Dzisiaj władze w Kairze poinformowały, że zwycięzcą wyborów prezydenckich w Egipcie został wywodzący się z Bractwa Muzułmańskiego Mohamed Mursi.
W drugiej turze wyborów prezydenckich 16-17 czerwca Mursi pokonał ostatniego premiera reżimu Hosniego Mubaraka, Ahmeda Szafika. Według komisji wyborczej w drugiej turze wyborów prezydenckich 16-17 czerwca Mursi, reprezentujący Partię Wolności i Sprawiedliwości (PWiS) będącą politycznym ramieniem Bractwa Muzułmańskiego, zdobył 51,7 proc. głosów i pokonał ostatniego premiera reżimu Hosniego Mubaraka, byłego dowódcę sił powietrznych Egiptu Ahmeda Szafika. Pierwotnie ogłoszenie wyników drugiej rundy wyborów miało nastąpić w czwartek, ale opóźniło się z powodu odwołań, złożonych przez obu kandydatów. Jak poinformowały egispkie media za reprezentantem Bractwa Muzułmańskiego głosowało 13,230,131 osób. Jego przeciwnikowi udało się pozyskać 12,347,380 wyborców.

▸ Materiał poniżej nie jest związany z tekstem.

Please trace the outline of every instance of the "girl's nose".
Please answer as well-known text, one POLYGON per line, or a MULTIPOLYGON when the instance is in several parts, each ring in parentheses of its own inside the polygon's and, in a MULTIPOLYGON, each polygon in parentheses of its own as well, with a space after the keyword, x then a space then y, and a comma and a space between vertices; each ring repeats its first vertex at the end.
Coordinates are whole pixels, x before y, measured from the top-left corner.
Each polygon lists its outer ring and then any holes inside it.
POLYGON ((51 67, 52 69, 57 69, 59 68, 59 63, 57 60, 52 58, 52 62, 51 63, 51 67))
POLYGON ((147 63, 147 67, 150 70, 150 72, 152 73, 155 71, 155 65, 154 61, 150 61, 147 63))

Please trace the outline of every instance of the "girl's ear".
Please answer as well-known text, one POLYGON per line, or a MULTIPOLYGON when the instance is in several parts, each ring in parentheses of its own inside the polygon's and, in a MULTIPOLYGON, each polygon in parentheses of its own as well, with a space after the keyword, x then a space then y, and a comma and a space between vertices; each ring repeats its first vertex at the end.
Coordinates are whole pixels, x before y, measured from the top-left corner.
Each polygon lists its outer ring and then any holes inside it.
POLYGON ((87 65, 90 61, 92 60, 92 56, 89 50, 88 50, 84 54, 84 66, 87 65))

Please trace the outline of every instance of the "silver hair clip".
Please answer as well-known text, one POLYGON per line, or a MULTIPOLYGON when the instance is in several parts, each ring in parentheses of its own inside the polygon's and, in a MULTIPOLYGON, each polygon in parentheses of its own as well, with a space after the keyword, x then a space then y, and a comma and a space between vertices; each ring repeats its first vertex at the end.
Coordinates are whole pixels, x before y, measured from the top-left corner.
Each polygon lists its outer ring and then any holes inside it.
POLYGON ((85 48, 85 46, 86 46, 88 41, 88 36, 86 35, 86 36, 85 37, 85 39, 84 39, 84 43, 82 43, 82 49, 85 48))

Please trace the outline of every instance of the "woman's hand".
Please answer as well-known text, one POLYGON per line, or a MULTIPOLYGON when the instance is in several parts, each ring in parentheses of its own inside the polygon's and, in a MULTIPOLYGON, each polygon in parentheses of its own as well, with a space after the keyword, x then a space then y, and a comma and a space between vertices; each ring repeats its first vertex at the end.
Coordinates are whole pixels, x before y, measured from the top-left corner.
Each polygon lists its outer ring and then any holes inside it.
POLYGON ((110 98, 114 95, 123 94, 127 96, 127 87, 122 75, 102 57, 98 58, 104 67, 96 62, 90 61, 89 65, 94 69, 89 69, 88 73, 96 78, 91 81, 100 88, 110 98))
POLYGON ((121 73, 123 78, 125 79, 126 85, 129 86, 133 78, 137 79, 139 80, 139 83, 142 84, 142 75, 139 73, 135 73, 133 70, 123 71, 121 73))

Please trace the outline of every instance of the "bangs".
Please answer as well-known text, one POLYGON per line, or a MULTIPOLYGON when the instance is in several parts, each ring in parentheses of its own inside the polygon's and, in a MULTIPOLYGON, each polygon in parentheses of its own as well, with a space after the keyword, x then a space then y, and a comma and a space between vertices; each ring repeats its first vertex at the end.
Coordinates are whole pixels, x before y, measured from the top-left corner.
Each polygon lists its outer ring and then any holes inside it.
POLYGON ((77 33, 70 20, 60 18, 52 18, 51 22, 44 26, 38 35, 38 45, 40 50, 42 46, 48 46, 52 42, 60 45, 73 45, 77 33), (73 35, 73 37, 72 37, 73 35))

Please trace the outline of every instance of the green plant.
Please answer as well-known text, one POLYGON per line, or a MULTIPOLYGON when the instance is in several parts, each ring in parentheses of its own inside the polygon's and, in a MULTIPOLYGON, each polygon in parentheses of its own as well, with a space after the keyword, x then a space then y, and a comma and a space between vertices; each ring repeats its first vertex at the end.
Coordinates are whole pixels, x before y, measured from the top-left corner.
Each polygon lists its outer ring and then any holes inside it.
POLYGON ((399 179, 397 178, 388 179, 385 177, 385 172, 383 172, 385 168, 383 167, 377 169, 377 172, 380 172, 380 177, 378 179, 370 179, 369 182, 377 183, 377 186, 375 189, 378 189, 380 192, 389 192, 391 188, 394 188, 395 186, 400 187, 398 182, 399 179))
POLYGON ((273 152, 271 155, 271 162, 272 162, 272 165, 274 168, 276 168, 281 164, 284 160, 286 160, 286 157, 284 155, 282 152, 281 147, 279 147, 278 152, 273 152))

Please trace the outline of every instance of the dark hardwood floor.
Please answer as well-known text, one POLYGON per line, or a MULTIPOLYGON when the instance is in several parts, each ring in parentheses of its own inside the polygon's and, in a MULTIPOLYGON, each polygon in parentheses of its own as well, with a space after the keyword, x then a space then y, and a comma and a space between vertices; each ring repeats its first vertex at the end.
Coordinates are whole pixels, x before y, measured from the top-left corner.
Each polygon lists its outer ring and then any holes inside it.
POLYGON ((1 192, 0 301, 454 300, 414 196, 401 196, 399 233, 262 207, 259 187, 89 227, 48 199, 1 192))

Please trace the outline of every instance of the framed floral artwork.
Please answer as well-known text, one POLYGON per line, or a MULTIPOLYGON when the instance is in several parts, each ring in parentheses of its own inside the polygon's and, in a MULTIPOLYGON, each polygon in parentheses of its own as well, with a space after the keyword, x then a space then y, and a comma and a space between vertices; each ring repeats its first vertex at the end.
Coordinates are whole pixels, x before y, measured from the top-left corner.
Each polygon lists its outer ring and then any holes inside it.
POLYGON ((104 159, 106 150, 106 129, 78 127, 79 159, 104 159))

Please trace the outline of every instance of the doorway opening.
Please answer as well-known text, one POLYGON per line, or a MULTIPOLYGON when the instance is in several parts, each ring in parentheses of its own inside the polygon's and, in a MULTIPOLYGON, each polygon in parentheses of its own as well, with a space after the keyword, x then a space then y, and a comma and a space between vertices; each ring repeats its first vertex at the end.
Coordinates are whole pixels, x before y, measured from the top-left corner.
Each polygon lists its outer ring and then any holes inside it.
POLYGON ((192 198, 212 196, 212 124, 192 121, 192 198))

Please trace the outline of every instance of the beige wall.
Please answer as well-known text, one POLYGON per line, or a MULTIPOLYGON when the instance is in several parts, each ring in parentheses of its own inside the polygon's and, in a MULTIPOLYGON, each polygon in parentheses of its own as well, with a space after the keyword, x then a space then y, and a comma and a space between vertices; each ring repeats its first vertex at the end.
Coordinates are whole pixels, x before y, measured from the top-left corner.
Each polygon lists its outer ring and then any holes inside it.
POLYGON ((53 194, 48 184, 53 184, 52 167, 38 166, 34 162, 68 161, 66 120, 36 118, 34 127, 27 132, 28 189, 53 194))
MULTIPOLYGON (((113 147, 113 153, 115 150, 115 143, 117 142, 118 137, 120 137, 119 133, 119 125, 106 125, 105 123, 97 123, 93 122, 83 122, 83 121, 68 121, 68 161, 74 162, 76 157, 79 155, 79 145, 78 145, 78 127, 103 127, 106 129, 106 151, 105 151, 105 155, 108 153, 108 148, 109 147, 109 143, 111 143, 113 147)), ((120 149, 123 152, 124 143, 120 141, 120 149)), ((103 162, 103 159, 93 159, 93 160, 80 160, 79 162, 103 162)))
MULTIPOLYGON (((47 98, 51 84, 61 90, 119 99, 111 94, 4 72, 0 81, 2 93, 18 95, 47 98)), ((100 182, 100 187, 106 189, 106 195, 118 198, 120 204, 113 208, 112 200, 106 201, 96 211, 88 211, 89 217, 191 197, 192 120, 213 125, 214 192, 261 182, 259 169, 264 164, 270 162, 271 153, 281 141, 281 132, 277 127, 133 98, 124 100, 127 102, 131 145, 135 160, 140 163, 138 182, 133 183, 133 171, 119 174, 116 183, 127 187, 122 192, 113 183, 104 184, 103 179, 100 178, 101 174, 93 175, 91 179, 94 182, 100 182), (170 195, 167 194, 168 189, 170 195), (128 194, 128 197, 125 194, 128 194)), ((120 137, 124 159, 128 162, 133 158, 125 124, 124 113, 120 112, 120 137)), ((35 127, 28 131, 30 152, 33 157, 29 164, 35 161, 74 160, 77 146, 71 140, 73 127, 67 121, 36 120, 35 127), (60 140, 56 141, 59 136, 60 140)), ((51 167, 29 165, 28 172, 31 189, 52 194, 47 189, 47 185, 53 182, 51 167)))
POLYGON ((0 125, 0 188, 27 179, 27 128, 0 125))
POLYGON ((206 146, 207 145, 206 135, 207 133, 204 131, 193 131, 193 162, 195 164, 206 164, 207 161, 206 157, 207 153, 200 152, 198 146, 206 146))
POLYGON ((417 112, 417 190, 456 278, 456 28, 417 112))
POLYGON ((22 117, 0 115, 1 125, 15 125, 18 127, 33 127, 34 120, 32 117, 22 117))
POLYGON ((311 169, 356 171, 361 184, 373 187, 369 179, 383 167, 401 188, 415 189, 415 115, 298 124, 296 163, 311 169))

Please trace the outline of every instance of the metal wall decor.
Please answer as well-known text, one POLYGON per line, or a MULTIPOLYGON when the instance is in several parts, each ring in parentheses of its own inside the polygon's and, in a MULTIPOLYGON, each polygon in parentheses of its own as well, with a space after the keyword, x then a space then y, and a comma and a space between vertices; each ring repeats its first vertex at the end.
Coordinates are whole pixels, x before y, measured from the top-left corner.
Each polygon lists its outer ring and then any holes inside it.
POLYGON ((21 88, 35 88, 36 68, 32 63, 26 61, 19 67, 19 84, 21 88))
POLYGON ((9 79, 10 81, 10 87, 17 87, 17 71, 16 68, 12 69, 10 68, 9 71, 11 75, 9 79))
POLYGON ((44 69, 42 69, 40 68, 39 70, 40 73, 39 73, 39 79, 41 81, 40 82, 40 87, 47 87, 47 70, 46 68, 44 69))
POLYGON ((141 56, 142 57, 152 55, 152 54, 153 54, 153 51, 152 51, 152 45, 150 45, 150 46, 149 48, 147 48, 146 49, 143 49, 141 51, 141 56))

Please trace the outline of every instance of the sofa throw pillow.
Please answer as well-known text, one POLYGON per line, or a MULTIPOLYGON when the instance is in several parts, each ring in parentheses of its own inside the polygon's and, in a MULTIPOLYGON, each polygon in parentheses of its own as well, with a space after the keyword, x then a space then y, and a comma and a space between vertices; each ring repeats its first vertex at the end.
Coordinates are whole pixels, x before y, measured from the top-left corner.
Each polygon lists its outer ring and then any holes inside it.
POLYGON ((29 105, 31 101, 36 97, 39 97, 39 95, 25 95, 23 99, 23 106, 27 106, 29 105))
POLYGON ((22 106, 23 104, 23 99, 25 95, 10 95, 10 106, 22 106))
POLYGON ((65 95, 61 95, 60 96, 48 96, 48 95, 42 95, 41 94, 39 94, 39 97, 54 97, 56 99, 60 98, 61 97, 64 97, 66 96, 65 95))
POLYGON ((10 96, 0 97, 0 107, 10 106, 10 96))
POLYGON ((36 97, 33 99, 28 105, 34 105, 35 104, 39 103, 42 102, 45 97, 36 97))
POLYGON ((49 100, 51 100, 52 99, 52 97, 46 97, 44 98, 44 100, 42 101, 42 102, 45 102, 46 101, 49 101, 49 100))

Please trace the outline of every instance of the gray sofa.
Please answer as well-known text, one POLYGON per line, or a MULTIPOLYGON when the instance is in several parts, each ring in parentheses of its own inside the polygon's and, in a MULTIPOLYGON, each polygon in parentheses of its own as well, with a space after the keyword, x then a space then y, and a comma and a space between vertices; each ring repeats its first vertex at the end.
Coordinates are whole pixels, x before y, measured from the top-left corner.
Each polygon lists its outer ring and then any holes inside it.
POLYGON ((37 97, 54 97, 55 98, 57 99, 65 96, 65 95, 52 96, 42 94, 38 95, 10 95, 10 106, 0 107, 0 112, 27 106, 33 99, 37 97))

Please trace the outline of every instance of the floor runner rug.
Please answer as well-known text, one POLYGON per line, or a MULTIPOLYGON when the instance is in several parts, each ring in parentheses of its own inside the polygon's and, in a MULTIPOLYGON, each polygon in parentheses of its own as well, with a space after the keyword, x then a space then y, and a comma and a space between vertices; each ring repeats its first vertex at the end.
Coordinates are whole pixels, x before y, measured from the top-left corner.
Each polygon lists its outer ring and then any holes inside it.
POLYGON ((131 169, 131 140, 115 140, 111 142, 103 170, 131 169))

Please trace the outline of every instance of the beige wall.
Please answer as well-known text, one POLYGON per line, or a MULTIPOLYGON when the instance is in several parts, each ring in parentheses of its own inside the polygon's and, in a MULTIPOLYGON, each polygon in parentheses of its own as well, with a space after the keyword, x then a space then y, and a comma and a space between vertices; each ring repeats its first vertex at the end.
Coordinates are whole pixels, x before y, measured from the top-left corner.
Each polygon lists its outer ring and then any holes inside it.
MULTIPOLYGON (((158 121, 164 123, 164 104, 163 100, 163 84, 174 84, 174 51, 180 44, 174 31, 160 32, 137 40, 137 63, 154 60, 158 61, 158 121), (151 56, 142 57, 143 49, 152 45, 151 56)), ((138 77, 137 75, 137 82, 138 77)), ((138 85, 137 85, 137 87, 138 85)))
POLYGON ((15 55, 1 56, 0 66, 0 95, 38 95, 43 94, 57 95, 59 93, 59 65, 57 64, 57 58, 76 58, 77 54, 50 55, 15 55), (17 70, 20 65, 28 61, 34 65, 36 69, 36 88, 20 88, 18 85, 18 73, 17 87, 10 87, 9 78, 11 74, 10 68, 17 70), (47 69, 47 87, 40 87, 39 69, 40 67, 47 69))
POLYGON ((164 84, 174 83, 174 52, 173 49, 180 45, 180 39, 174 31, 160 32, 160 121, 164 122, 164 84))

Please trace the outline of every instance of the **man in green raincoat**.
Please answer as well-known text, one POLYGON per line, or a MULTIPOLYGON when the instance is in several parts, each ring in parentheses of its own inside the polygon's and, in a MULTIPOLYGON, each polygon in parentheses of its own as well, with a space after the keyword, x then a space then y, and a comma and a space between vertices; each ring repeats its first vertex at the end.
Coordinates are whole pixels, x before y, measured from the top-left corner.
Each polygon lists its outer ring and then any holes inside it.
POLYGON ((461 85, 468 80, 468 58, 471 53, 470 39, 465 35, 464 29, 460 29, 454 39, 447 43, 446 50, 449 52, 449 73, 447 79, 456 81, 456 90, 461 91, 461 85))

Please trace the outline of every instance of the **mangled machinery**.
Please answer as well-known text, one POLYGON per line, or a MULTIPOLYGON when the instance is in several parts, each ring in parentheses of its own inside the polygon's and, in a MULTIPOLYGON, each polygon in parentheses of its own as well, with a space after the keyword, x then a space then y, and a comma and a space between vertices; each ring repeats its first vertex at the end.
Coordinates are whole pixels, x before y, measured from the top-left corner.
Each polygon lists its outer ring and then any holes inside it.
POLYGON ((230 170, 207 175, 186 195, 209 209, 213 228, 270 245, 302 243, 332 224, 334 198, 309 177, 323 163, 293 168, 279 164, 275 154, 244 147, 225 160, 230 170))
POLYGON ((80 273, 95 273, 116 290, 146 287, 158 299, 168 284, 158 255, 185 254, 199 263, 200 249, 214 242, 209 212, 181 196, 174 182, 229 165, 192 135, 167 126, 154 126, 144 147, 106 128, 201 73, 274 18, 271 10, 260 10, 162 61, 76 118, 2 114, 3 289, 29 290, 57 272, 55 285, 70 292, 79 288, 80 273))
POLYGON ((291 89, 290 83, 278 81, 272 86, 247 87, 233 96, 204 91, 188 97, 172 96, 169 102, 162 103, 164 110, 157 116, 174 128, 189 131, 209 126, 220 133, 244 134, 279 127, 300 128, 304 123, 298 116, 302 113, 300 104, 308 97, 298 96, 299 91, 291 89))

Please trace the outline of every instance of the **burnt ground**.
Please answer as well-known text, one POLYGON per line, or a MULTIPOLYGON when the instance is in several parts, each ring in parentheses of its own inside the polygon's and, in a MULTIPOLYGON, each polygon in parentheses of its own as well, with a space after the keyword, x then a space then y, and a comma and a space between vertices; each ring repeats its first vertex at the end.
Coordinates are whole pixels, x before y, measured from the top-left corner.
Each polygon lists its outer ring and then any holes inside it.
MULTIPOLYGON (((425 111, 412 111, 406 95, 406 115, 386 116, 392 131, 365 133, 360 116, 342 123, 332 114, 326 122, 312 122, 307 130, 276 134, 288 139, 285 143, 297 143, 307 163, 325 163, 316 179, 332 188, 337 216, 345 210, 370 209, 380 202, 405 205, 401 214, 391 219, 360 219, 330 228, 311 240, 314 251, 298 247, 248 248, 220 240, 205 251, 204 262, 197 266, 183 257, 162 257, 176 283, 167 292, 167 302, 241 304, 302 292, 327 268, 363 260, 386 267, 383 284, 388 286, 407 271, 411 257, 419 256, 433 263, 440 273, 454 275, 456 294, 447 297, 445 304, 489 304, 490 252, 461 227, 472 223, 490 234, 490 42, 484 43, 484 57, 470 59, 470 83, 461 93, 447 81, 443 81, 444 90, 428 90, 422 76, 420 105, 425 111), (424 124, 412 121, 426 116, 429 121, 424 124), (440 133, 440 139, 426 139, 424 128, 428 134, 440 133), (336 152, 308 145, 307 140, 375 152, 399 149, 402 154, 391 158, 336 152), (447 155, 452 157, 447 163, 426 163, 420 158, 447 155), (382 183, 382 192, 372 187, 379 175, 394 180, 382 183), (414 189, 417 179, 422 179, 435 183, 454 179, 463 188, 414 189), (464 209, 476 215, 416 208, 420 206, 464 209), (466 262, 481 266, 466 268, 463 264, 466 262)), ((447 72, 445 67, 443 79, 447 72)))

60-letni Mursi, wykształcony w USA inżynier z tytułem doktora Uniwersytetu Południowej Kalifornii, zostaje następcą Hosniego Mubaraka, który w wyniku wielkich demonstracji antyprezydenckich został zmuszony do ustąpienia w lutym 2011 roku. Po raz pierwszy w historii Egiptu urząd prezydenta będzie sprawował islamista. Jakby zabezpieczając się na taką ewentualność rządząca w Egipcie Najwyższa Rada Wojskowa (NRW) wprowadziła poprawkę do konstytucji, ograniczającą władzę prezydenta, a 16 czerwca czyli w przeddzień wyborów rozwiązano zdominowany przez islamistów parlament.
Mohamed Mursi zapowiada odrodzenie islamskie i twierdzi, że reprezentuje bardziej umiarkowaną wersję islamu. Twierdzi także, że pod jego rządami spokojnie funkcjonować będą mogły także kościoły innych wyznań, w tym także przedstawiciele kościoła katolickiego.